Sempre a pagina 6 troviamo un'intervista all'esperto militare Yaacov Armidor, contrario al ritiro da Gaza.

Ecco l'articolo:

lL generale in pensione Yaacov Amidror è un esperto militare e di terrorismo spesso consultato anche dal governo. Nel giorno dell'inizio della marcia degli oppositori del piano di sgombero, non mette in scena sentimenti. Il generale è semplicemente contrario al piano Sharon, e non per motivi religiosi, o di fanatismo, o di annessionismo. Non gliene importa nulla della Grande Israele, o degli antichi confini della Patria degli Ebrei: ci esprime un gelido e quindi tanto più preoccupante punto di vista tecnico.
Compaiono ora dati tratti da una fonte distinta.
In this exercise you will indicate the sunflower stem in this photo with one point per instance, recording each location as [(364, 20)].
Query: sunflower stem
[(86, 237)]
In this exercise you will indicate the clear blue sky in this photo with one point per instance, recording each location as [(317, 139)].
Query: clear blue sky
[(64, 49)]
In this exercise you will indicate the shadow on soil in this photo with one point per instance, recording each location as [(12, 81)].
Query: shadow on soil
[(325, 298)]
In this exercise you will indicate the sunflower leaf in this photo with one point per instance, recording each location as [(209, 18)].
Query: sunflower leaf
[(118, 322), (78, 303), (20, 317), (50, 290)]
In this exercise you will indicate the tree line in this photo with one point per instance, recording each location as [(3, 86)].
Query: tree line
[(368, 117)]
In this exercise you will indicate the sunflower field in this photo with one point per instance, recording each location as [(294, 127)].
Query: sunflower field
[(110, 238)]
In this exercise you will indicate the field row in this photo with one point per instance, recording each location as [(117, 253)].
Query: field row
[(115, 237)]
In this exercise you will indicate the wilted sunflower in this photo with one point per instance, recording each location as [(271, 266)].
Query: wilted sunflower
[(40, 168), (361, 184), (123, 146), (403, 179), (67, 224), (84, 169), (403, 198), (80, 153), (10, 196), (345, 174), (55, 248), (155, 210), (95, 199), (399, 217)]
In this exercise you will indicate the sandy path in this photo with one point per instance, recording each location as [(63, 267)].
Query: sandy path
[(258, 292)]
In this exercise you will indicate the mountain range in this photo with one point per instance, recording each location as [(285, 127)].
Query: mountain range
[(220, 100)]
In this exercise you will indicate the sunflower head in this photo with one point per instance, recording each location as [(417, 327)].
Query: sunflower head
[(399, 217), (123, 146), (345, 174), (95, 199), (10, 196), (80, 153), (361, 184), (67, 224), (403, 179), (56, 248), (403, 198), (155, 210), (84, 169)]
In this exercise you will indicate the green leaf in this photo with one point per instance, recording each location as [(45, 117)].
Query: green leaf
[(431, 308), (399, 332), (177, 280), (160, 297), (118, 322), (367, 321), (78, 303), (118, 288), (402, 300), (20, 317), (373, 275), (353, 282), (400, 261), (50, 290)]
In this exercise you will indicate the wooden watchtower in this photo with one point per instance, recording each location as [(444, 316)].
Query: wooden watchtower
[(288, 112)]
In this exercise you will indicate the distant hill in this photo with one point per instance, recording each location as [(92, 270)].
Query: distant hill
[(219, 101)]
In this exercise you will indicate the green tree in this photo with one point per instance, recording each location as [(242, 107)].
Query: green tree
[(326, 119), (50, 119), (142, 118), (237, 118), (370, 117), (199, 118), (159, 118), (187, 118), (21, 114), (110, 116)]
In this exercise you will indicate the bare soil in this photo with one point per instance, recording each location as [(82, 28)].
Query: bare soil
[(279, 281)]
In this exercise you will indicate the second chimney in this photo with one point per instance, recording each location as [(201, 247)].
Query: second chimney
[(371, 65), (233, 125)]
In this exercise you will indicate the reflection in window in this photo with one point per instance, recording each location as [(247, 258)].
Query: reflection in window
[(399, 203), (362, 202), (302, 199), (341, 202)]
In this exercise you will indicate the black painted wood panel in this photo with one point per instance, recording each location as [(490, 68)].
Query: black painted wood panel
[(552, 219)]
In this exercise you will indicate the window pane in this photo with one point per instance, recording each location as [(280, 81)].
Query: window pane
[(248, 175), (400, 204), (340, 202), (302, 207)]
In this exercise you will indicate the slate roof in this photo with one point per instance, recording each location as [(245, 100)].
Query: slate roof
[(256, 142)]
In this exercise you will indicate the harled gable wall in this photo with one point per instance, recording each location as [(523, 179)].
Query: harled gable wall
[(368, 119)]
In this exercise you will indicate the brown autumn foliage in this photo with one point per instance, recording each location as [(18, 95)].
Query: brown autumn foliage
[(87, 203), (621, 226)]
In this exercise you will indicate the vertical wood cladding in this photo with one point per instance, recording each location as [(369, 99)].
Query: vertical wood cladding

Dunque ci spieghi generale perché questa che appare come una speranza di pace le sembra così sbagliata.
«Sostanzialmente per tre motivi. Lei concorderà che se ci fanno piovere addosso centinaia di missili Kassam, non abbiamo altra scelta che rispondere per evitare morti e feriti. Bene: se ce ne andiamo è fuori di dubbio che alcune aeree di Israele oggi fuori della loro gittata, vengono portate dentro. Fra queste le città di Ashkelon e di Ashod, e altre ancora. Dunque, dovremo rispondere, e questo porterà più morti da tutte e due le parti. In secondo luogo: la speranza è quella di un negoziato che si apre dopo Gaza. Ma non sarà così, perché l'uscita è unilaterale. I possibili negoziatori si sono intanto fatti l'idea che i palestinesi non devono pagare niente: il terrore deve solo continuare a colpire e otterranno ciò che vogliono, ovvero, sognano loro, la nostra fuga da Israele. Gli europei impareranno questa lezione, e più che mai premeranno solo su di noi».
Ma ci sono invece forti pressioni su Abu Mazen perché ponga fine al terrore.
«Non otterranno nessun risultato, sia per la sua debolezza sia perché non è affatto una sua priorità. Anche lui punta sulle pressioni, non gli va di rischiare più di tanto per una mozione etica e strategica che gli aliena i suoi e non gli porta di più di ciò che già gli cade in mano. Questo anche a causa della terza ragione: per i palestinesi il nostro ritiro è una loro vittoria sul campo, non una nostra scelta. Il 74 per cento dei palestinesi ne sono convinti. Quindi, se hanno vinto col terrore, gli attacchi, i kassam, perché non continuare? Ormai come suggerisce Nasrallah il capo degli hezbollah, i palestinesi pensano che abbiamo paura e questo in Medio Oriente è il peggiore di tutti i possibili guai. E la rottura storica dell'idea che si ha di noi in Medio Oriente, dove abbiamo vinto le guerre proprio col coraggio e la costanza».
Ma oggi non siete in mezzo a una guerra aperta.
«Errore gravissimo: siamo in una guerra che ha dimensioni che vanno ben oltre quelle della nostra terra. La guerra terrorista si rinfocolerà tutta intera, in tutte le parti del mondo, se si penserà che qui ha successo. Fin'ora ha avuto due radici: nel terrorismo internazionale inventato da Arafat e in quello vittorioso sui russi dei mujaeddin afghani. Andarsene oggi significa mostrare che il terrorismo vince, e fornirgli una terza radice».